Govt to introduce €10m yearly package to address Defence Forces pay concerns

Govt to introduce €10m yearly package to address Defence Forces pay concerns

Update 4.55pm: The Government is introducing a €10m annual package to address pay for members of the Defence Forces.

The Military Service Allowance is being increased by 10%, which will see a boost in the pay for the vast majority of personnel.

Duty allowances such as for security and patrol are being restored, along with premium weekend rates, while recruits and apprentices will no longer be charged for rations and accommodation.

Finance Minister Paschal Donohoe denies the government has been too slow to act on the numbers leaving the Defence Forces.

"We have to look at each issue in the context of commitments that we have with all public servants," he said.

"It has taken time for the public pay commission to do their work, to assemble the level of detail that they need to then make a recommendation to Government and we have now acted on that recommendation."

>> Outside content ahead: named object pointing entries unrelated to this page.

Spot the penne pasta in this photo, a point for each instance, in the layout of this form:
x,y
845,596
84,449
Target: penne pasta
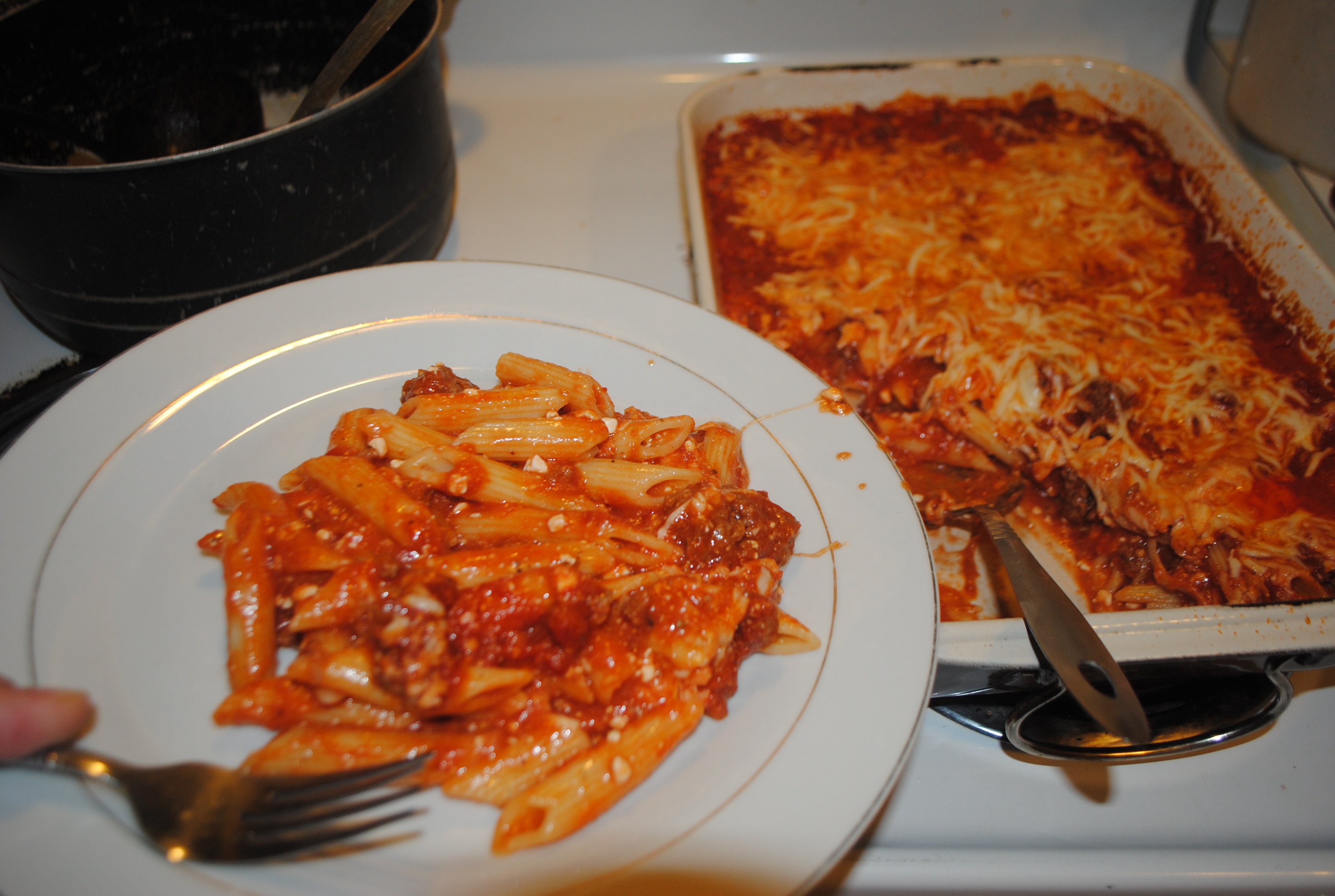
x,y
369,490
584,788
793,637
724,456
486,525
541,746
482,687
650,438
350,671
251,633
637,485
349,593
477,478
295,548
546,596
472,568
455,413
561,438
583,390
400,438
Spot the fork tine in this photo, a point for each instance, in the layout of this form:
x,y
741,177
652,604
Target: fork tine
x,y
291,792
319,812
263,846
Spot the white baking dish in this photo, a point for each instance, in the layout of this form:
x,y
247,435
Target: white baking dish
x,y
1297,277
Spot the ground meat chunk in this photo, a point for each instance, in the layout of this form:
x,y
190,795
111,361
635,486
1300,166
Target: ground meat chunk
x,y
1072,493
755,632
729,528
436,380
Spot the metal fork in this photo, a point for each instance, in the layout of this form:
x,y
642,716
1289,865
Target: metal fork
x,y
210,813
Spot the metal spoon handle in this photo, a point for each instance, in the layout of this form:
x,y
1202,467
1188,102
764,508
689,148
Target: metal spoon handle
x,y
1066,636
350,55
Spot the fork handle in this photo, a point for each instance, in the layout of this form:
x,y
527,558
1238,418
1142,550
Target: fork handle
x,y
75,763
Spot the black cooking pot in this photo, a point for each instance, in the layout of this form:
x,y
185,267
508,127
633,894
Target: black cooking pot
x,y
105,254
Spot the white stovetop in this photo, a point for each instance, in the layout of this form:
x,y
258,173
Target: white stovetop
x,y
565,124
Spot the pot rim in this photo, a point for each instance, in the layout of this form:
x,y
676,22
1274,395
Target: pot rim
x,y
364,95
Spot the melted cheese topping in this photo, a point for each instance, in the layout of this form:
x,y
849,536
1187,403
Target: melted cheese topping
x,y
1046,279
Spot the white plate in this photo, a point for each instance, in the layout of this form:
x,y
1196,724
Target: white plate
x,y
127,608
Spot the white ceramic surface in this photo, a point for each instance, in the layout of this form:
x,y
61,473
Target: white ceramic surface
x,y
129,609
1297,276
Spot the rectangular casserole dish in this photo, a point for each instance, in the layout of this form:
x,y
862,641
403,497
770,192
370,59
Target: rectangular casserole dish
x,y
996,654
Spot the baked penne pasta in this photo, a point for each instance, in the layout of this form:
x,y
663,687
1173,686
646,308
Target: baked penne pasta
x,y
461,410
545,593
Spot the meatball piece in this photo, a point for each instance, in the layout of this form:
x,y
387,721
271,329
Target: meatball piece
x,y
438,378
731,528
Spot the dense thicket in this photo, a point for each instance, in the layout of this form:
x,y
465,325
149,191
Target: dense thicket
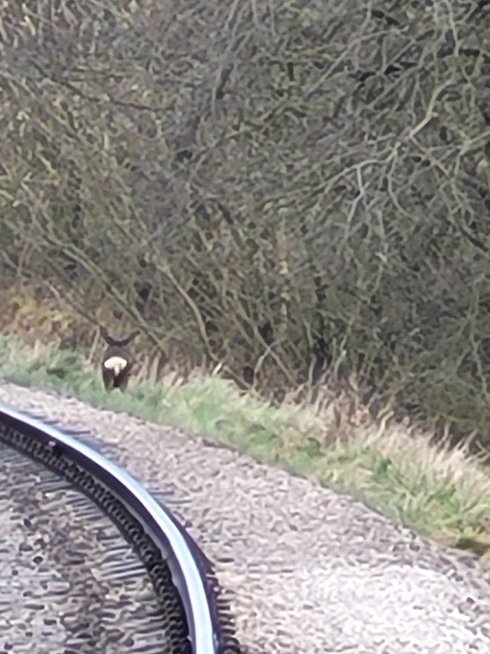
x,y
276,186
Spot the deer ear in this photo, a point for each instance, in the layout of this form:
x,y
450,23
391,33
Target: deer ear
x,y
105,335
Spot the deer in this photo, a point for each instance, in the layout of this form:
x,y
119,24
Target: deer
x,y
117,361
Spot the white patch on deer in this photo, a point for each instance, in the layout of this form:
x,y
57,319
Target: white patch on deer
x,y
116,364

Earlier: Expected raise in Defence Forces allowances 'a complete insult', says former Army Ranger

Update 7.12am: Increases in allowances for members of the Defence Forces are expected to be given the green light by the Government today.

The Cabinet is to consider a Public Service Pay Commission Report on the issue.

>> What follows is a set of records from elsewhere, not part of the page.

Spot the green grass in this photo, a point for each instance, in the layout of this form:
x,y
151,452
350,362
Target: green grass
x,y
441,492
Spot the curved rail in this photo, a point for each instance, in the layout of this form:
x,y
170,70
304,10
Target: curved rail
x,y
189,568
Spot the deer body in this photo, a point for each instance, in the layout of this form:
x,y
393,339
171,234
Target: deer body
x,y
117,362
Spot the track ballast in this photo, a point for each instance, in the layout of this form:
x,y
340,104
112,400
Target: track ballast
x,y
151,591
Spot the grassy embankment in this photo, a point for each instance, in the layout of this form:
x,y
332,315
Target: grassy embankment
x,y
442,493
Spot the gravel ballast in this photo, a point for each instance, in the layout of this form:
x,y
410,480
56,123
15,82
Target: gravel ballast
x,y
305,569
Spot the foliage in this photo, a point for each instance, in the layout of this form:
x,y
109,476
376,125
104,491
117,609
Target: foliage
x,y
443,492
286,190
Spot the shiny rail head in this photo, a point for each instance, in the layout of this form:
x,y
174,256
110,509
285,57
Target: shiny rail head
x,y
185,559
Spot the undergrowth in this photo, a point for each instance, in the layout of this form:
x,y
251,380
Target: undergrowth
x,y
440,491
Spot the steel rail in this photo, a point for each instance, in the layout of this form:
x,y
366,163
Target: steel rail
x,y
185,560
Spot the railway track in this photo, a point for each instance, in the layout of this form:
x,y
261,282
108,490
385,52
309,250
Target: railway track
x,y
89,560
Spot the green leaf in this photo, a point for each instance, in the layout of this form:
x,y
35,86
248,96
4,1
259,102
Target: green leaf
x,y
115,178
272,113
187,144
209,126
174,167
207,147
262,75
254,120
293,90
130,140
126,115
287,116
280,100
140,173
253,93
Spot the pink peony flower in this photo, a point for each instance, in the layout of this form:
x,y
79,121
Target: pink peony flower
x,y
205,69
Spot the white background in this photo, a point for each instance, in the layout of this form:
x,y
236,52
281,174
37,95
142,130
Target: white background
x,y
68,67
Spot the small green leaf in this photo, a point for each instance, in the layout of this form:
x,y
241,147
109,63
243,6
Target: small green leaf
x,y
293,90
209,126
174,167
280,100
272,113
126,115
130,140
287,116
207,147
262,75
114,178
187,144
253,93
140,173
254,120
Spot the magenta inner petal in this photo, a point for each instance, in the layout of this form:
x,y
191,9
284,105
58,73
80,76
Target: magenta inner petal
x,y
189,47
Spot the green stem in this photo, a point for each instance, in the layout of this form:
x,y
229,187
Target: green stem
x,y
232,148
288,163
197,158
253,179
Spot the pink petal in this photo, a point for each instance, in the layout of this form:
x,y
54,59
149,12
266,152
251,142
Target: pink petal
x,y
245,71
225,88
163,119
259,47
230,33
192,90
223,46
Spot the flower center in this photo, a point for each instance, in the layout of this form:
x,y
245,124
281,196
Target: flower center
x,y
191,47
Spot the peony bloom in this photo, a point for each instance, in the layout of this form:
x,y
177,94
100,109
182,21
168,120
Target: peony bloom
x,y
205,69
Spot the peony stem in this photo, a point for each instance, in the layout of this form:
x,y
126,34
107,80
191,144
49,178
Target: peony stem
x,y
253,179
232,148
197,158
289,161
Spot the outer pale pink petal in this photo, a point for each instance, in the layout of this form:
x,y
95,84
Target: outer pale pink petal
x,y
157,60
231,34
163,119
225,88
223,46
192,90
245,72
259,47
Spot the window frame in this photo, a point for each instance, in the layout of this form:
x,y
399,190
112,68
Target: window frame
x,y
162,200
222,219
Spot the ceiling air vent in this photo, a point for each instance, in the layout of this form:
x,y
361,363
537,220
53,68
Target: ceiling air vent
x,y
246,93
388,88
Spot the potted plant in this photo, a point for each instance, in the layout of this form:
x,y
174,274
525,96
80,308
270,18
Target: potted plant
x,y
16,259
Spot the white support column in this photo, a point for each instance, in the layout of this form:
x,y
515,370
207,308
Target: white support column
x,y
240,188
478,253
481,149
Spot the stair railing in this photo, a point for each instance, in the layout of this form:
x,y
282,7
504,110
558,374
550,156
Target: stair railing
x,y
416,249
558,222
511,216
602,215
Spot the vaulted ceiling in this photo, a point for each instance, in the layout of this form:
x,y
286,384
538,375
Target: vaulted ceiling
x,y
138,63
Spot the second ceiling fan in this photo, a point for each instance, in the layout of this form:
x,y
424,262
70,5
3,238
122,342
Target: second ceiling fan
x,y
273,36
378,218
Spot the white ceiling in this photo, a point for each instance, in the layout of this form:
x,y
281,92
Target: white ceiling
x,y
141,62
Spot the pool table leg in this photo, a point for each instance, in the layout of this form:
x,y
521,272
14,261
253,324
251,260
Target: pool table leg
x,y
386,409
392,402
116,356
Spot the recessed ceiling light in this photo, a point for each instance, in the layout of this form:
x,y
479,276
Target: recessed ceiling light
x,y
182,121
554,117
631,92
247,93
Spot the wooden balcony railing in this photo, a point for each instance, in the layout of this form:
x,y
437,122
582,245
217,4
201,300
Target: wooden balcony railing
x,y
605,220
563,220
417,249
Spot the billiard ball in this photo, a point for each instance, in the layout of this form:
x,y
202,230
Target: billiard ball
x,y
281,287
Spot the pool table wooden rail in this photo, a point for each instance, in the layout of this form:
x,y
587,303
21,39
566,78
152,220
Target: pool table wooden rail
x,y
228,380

It is expected to recommend the re-introduction of a loyalty bonus scheme worth around €20,000 for pilots.

A pay review and reform of recruitment for certain grades are also likely to be among the recommendations.

However, Cathal Berry, who was second in charge at the army’s elite Ranger Wing, has described the reported €10m package proposed by the Public Sector Pay Commission into pay and recruitment in the Defence Forces as “too little, too late.”

It would work out at just €1 a day before tax, he said. “This is the kind of money you’d give a child to get sweets. That’s what the Government thinks of the Defence Forces,” he told RTE radio’s Morning Ireland.

"This is not going to be enough to stop people from leaving the Defence Forces," he warned.

Last year’s €50m package to the gardaí was an indication “that the gardaí are five times more important than the Defence Forces.”

While the minimum wage is €9.80 per hour, a member of the Defence Forces receives just €2 an hour for a 24-hour security duty shift.

The Public Sector Pay Commission proposal would mean that payment will now rise from €2 per hour to €3 per hour. “That’s a complete insult.”

The Defence Forces are not looking for preferential treatment, they are looking for equality, he added. “Looking for the national minimum wage is not an unfair request.”

Mr Berry also pointed out that the €10m recommended by the Pay Commission will come from the defence vote which he said should have been used “to solve this problem which is caused by inaction.”

He also claimed that members of the Defence Forces have to pay for their own treatment if they are injured ‘on the job.’ Initial treatment is covered, he said, but follow-up scans and any further treatment have to be paid by the individuals themselves.

“People injured at work are completely abandoned.”

He warned that naval vessels will be tied up, air force planes will remain on the ground, there will be fewer search and rescue and search and recovery missions as there simply will not be the personnel to operate them.

“This is just going to make matters worse.”